BIOMOLECULAR DYNAMICS AT LONG TIMESTEPS:
Bridging the Timescale Gap Between Simulation and
Experimentation
Tamar Schlick, Eric Barth & Margaret Mandziuk
Abstract
In this article, general issues that limit the timestep are discussed, and specialized techniques for biomolecules described and assessed with respect to physical reliability and computational demands. These methods include constrained dynamics, reduced-variable formulations, implicit schemes, symplectic schemes, multiple-timestep methods, and normal-mode-based schemes. We also describe our dual timestep ($\Delta \tau, \Delta t$) method termed ``LN'' (for its origin in a Langevin/Normal Modes algorithm) which provides speedup for biomolecules (e.g., factor of 4). LN relies on an approximate linearization of the equations of motion every $\Delta t$ interval (5 fs or less); this system is explicitly integrated using an inner timestep $\Delta \tau$ (such as 0.5 fs). Since this subintegration process does not require new force evaluations, as in every step of standard molecular dynamics integration, LN can be computationally competitive. Furthermore, since the harmonic approximation is quite good over the short interval $\Delta t$, results are in good agreement with small-timestep simulations. We also include a section comparing results of the different integration methods discussed in this article on a model dipeptide and assess physical and numerical performance of each one. Results indicate the strengths of each method and suggest corresponding asymptotic and expected speedup.
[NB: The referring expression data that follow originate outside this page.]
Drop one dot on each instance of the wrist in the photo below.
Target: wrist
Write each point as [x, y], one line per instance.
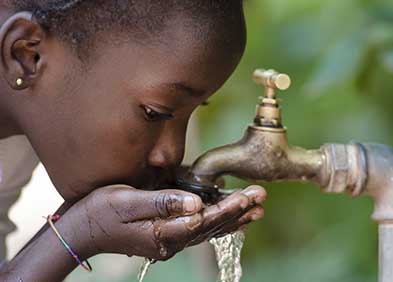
[75, 230]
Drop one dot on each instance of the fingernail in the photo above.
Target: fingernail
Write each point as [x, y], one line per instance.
[190, 204]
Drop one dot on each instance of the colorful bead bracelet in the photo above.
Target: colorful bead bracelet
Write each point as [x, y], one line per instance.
[51, 220]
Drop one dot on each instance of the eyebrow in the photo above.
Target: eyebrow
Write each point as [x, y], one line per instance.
[186, 89]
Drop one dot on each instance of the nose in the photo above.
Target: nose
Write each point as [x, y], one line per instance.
[169, 149]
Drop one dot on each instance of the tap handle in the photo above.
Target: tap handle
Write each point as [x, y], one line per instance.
[272, 80]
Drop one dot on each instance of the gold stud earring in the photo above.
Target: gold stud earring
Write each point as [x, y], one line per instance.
[19, 81]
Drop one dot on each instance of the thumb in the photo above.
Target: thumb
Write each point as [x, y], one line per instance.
[137, 205]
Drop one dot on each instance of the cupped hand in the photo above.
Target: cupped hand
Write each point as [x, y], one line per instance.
[158, 224]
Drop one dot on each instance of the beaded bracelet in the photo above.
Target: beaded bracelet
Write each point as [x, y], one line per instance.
[51, 220]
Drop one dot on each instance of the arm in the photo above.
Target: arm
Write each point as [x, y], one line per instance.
[45, 254]
[124, 220]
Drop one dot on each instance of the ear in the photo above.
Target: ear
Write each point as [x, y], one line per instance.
[21, 60]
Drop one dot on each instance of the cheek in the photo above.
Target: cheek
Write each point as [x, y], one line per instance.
[114, 147]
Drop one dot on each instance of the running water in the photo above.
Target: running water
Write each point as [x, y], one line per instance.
[144, 269]
[228, 251]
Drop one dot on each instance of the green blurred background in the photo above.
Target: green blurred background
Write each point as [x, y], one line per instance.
[339, 55]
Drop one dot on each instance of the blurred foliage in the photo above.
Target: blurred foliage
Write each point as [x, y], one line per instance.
[340, 57]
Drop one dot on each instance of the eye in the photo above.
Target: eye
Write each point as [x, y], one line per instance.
[153, 115]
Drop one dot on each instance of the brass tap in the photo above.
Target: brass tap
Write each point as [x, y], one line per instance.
[263, 153]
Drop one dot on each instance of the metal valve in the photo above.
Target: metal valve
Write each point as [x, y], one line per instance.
[272, 80]
[268, 115]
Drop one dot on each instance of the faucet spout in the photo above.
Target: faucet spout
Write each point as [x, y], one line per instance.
[262, 154]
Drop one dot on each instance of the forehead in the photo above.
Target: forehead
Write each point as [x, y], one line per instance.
[203, 58]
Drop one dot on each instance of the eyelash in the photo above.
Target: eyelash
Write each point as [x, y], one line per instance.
[152, 115]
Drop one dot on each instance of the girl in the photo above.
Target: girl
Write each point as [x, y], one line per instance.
[103, 90]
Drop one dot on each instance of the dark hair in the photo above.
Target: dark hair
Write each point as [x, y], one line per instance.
[77, 20]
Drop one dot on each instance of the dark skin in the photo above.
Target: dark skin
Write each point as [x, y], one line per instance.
[122, 119]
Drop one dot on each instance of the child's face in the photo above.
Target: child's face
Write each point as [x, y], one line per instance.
[125, 118]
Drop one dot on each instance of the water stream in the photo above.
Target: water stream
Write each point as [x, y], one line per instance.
[228, 252]
[144, 269]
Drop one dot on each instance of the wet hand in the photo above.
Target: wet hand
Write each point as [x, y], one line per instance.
[158, 224]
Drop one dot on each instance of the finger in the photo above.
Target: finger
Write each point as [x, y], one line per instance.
[187, 229]
[233, 206]
[135, 205]
[254, 214]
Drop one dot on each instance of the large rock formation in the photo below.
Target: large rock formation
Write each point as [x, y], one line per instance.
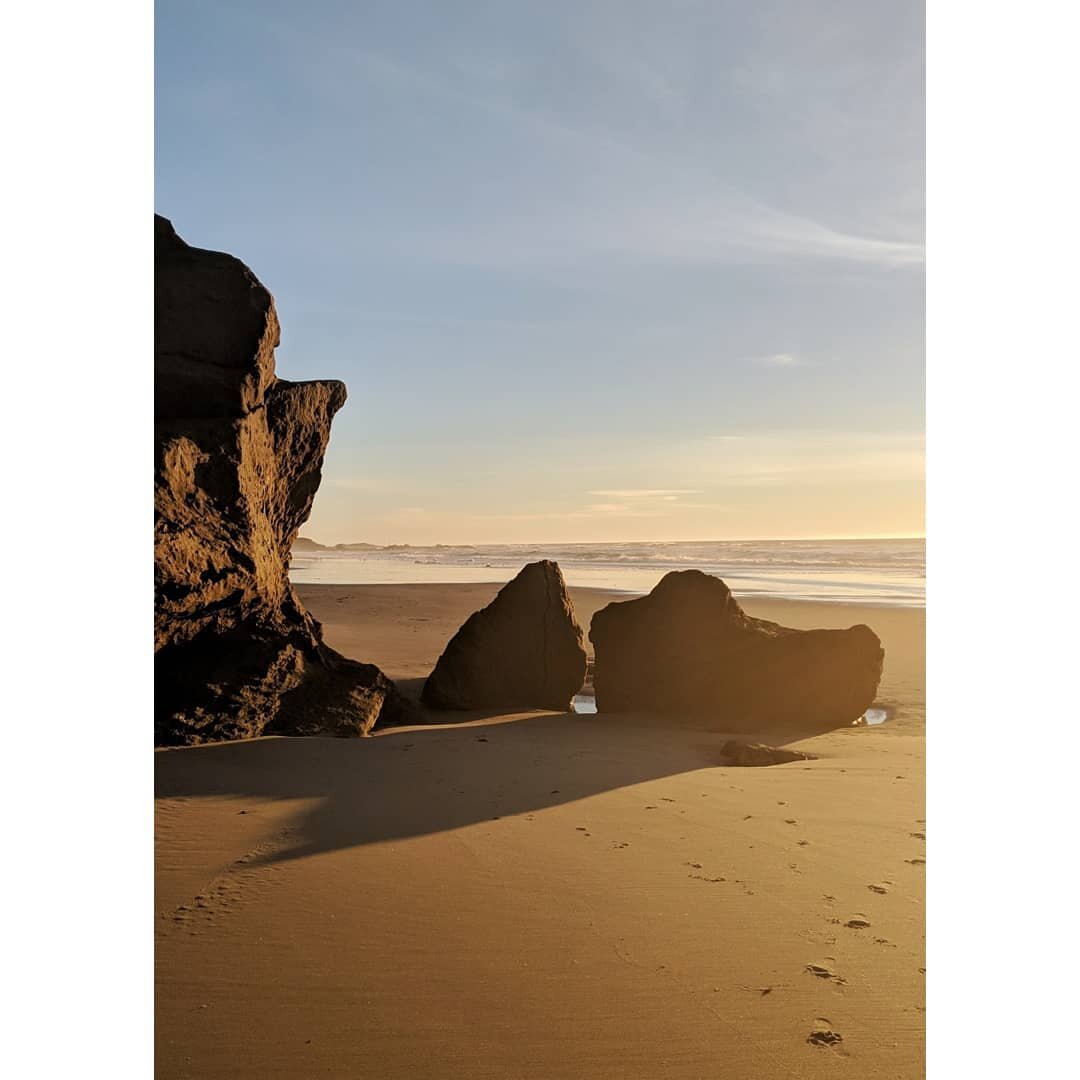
[238, 461]
[524, 649]
[688, 647]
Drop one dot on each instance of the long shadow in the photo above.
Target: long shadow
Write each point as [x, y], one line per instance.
[420, 780]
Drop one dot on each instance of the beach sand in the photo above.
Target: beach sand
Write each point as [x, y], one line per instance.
[543, 895]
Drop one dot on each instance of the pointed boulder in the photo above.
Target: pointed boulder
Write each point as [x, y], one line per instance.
[524, 649]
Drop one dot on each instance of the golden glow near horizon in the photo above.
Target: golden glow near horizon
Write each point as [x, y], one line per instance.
[718, 488]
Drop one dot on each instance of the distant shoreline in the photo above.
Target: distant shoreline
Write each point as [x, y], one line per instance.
[883, 574]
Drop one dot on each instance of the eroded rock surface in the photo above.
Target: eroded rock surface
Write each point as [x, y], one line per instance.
[688, 647]
[524, 649]
[238, 461]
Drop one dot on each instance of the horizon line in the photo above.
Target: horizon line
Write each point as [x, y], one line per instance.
[539, 543]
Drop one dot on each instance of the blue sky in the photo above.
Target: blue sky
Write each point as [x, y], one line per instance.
[591, 271]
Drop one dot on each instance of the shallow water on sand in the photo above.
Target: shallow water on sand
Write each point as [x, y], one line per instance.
[871, 571]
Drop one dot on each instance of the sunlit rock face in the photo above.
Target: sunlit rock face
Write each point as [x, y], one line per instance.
[688, 647]
[238, 459]
[524, 649]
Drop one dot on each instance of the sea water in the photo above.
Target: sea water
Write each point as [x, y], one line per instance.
[868, 571]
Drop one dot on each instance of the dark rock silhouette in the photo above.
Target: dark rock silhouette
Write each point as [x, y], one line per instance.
[524, 649]
[238, 462]
[755, 755]
[688, 647]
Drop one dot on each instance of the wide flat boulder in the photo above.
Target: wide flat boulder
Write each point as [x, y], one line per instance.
[523, 650]
[239, 458]
[688, 647]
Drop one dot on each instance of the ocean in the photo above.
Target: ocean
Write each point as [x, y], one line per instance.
[868, 571]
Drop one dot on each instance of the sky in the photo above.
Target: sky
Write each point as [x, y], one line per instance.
[591, 271]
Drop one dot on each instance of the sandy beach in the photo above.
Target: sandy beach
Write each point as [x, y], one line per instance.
[543, 895]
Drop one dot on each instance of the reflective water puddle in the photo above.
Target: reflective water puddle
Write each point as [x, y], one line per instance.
[871, 717]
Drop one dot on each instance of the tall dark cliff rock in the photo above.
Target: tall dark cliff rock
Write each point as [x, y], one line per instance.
[238, 461]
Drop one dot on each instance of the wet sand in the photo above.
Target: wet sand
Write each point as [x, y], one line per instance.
[541, 894]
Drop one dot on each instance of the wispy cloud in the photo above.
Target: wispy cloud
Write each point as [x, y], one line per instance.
[778, 360]
[601, 197]
[647, 493]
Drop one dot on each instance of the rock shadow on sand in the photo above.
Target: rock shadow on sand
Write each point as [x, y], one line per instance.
[415, 781]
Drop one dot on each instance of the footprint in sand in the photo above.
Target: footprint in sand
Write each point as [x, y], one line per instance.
[822, 972]
[822, 1034]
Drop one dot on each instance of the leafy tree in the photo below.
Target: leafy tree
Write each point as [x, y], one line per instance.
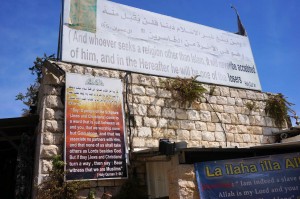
[54, 186]
[30, 97]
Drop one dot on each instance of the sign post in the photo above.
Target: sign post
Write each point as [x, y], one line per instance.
[110, 35]
[274, 176]
[94, 125]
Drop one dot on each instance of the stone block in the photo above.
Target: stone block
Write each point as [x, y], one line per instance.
[226, 118]
[168, 113]
[138, 90]
[208, 136]
[157, 101]
[140, 109]
[170, 133]
[220, 136]
[242, 94]
[229, 109]
[183, 134]
[230, 101]
[173, 124]
[200, 126]
[181, 114]
[162, 123]
[151, 91]
[53, 101]
[238, 138]
[164, 93]
[187, 124]
[221, 100]
[144, 132]
[138, 120]
[243, 119]
[51, 90]
[151, 143]
[141, 99]
[196, 135]
[158, 133]
[218, 108]
[246, 138]
[205, 116]
[212, 99]
[150, 122]
[224, 91]
[138, 142]
[211, 126]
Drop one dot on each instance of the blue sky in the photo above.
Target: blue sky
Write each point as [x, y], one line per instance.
[30, 29]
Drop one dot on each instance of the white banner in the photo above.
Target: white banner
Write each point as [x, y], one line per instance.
[94, 128]
[106, 34]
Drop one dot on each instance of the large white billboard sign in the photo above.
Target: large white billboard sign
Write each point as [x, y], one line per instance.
[106, 34]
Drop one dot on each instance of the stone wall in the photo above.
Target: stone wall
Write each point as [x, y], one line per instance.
[221, 118]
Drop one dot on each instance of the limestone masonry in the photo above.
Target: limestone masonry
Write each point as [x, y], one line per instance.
[220, 119]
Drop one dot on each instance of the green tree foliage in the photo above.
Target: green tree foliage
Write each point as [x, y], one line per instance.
[278, 108]
[30, 97]
[54, 186]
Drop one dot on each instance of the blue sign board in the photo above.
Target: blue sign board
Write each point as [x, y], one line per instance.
[262, 177]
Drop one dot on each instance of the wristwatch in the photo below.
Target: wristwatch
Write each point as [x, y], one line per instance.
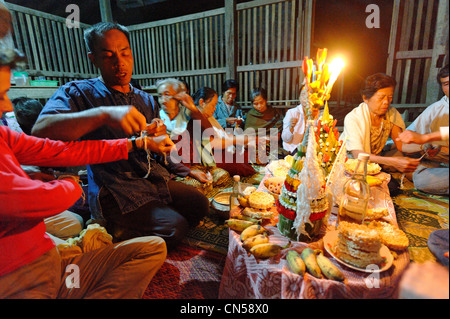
[133, 142]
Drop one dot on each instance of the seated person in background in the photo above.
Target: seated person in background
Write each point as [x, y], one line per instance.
[294, 125]
[211, 149]
[136, 197]
[30, 265]
[27, 111]
[431, 175]
[263, 115]
[174, 114]
[227, 112]
[369, 126]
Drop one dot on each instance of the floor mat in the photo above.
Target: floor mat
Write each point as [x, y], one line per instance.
[187, 273]
[211, 234]
[418, 215]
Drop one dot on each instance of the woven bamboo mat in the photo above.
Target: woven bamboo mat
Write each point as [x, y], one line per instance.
[418, 215]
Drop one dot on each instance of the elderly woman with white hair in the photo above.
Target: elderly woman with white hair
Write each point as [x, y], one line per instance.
[176, 105]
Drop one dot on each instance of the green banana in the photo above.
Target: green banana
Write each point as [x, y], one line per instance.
[251, 231]
[309, 257]
[295, 262]
[265, 250]
[255, 240]
[237, 224]
[328, 268]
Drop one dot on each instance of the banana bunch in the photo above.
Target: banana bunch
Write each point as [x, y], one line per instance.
[374, 181]
[254, 237]
[314, 262]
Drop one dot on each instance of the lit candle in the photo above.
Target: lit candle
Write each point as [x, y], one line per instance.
[335, 69]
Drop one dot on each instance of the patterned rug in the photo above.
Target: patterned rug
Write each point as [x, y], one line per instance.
[187, 273]
[418, 215]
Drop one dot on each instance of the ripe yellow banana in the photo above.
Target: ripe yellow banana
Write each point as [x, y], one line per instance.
[237, 224]
[249, 243]
[327, 267]
[295, 262]
[267, 250]
[251, 231]
[309, 257]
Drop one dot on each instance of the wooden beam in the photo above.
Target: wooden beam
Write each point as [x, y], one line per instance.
[230, 39]
[439, 47]
[417, 54]
[105, 10]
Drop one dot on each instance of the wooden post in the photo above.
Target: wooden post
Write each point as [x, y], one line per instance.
[439, 49]
[105, 10]
[230, 39]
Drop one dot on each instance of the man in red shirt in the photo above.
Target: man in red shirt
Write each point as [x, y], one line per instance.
[30, 265]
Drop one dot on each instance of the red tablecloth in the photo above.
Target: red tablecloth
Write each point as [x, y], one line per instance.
[246, 278]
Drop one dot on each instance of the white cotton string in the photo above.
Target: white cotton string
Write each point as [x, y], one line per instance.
[143, 135]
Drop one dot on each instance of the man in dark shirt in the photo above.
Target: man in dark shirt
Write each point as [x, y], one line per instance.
[135, 196]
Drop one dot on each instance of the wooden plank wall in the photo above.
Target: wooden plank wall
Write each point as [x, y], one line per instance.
[52, 49]
[411, 49]
[190, 47]
[273, 37]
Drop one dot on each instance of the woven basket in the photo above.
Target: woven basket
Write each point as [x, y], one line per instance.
[285, 226]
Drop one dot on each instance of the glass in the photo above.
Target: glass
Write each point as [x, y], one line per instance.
[356, 194]
[234, 202]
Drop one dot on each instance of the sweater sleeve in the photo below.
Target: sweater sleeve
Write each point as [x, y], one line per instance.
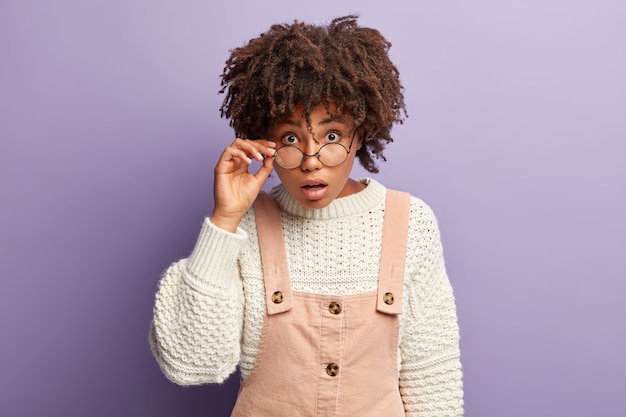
[430, 370]
[198, 313]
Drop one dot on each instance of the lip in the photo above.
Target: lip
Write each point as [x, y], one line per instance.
[314, 189]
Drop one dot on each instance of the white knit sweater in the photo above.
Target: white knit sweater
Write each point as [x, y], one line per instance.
[210, 307]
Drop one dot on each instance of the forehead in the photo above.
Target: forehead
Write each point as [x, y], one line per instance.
[318, 114]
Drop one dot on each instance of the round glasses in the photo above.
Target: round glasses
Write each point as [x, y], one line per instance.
[330, 155]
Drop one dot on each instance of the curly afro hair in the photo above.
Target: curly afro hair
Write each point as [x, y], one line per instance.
[308, 65]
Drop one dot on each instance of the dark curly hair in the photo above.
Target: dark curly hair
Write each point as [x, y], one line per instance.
[308, 65]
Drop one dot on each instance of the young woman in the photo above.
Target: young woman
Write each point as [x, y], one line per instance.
[329, 293]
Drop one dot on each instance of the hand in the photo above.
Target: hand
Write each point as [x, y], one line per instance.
[235, 188]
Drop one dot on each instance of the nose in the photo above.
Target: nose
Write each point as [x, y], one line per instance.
[311, 160]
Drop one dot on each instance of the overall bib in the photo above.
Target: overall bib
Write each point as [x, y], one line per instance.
[324, 355]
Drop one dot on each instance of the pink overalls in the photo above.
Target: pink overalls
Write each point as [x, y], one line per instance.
[323, 355]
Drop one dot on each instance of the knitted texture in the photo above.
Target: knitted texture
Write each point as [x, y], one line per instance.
[210, 308]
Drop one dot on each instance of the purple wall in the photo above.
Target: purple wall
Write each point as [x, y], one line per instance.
[109, 131]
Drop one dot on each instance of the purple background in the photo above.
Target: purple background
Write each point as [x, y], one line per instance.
[109, 130]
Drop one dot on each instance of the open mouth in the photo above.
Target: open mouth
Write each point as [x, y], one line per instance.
[314, 190]
[314, 187]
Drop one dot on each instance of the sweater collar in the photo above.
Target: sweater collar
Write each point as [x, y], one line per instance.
[364, 200]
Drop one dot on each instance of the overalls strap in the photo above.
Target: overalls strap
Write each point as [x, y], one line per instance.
[278, 295]
[393, 252]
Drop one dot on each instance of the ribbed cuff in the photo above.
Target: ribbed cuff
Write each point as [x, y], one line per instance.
[214, 258]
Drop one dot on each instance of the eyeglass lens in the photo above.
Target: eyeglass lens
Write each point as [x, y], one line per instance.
[331, 154]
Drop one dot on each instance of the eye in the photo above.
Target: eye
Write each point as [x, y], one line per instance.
[332, 137]
[290, 139]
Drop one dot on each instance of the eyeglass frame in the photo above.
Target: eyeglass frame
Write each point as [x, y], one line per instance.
[306, 155]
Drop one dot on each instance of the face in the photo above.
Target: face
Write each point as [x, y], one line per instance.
[313, 184]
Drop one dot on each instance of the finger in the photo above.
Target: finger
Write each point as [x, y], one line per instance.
[255, 148]
[265, 170]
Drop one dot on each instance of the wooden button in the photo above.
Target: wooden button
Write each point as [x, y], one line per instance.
[332, 369]
[388, 298]
[334, 308]
[278, 297]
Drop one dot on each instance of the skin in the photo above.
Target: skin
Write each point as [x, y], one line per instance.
[313, 184]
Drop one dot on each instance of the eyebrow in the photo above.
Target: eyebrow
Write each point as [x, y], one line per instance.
[321, 123]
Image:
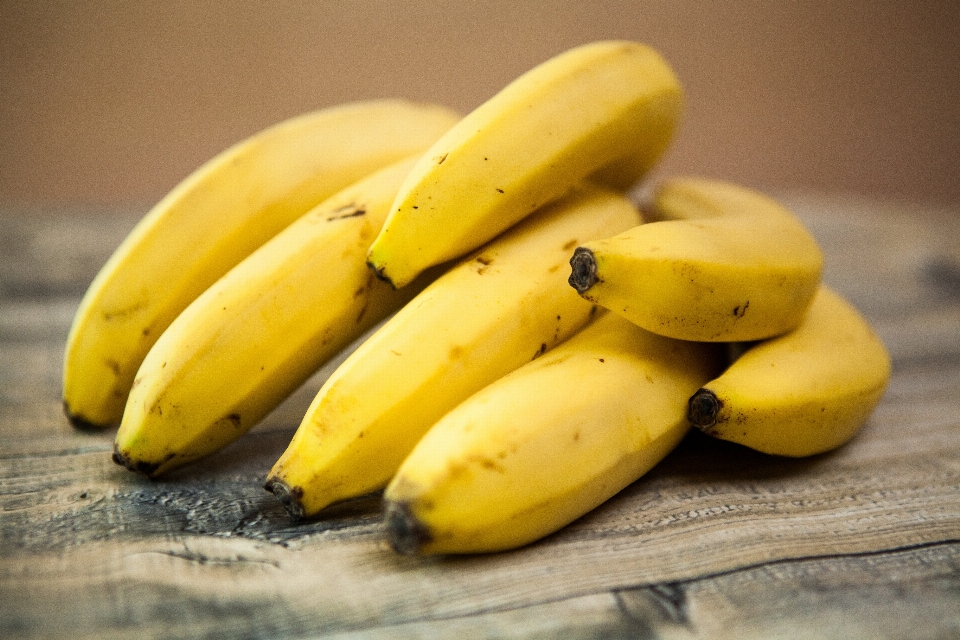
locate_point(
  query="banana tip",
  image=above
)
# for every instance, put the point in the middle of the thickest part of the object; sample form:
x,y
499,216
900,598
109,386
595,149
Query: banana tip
x,y
290,497
583,274
702,409
405,532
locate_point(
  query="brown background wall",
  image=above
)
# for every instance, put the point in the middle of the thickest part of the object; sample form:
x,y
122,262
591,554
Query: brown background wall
x,y
113,102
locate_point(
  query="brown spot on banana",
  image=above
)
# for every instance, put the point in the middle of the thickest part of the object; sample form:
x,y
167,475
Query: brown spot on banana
x,y
703,408
583,274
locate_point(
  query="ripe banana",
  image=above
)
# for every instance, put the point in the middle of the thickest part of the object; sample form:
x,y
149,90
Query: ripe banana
x,y
802,393
213,219
606,109
547,443
505,305
260,331
720,263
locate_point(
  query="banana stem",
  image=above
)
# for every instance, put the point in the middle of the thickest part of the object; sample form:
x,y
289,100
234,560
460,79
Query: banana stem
x,y
406,534
703,408
289,497
584,270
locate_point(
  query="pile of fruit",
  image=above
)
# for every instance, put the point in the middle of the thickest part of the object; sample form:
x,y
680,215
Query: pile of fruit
x,y
544,345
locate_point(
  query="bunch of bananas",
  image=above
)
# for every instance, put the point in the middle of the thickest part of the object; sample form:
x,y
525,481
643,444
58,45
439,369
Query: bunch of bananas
x,y
508,393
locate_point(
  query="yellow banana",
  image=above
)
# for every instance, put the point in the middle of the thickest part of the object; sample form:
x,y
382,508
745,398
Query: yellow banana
x,y
802,393
505,305
213,219
720,263
606,109
260,331
547,443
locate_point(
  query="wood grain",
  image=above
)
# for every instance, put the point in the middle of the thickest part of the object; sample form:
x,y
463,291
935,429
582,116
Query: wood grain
x,y
715,542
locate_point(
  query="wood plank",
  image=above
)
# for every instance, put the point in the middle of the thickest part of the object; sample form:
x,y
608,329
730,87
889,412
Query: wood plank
x,y
717,541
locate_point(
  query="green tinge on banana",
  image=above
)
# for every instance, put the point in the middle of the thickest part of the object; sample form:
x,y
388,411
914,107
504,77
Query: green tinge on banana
x,y
505,305
802,393
605,109
547,443
261,330
720,263
212,220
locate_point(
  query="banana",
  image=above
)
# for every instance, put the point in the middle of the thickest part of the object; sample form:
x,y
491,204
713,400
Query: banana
x,y
505,305
260,331
720,263
606,109
547,443
802,393
212,220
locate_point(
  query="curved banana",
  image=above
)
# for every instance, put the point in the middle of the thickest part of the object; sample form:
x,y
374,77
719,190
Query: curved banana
x,y
260,331
213,219
547,443
802,393
505,305
606,108
721,263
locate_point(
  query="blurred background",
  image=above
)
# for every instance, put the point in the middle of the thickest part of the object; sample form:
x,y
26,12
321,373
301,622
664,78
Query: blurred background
x,y
113,102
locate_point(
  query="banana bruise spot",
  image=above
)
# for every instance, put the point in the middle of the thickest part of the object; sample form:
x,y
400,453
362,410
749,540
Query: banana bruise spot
x,y
80,423
290,497
347,211
703,408
146,469
583,273
405,533
381,274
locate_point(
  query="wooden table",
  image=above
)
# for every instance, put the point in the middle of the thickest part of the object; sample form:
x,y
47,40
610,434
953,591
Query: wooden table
x,y
716,542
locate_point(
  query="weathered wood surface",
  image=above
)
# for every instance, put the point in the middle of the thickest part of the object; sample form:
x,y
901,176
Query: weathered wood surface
x,y
716,542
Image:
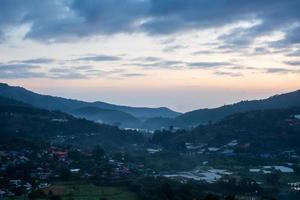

These collective algorithmic efforts are certainly helping fill the gap between the time range that can be simulated on modern computers and the times of major biological interest (milliseconds and longer). Still, it is likely that only a hierarchy of models and methods for dynamics and conformational sampling, as well as improvements in experimentational resolution, will ultimately give theoretical modeling the status of partner with experiment.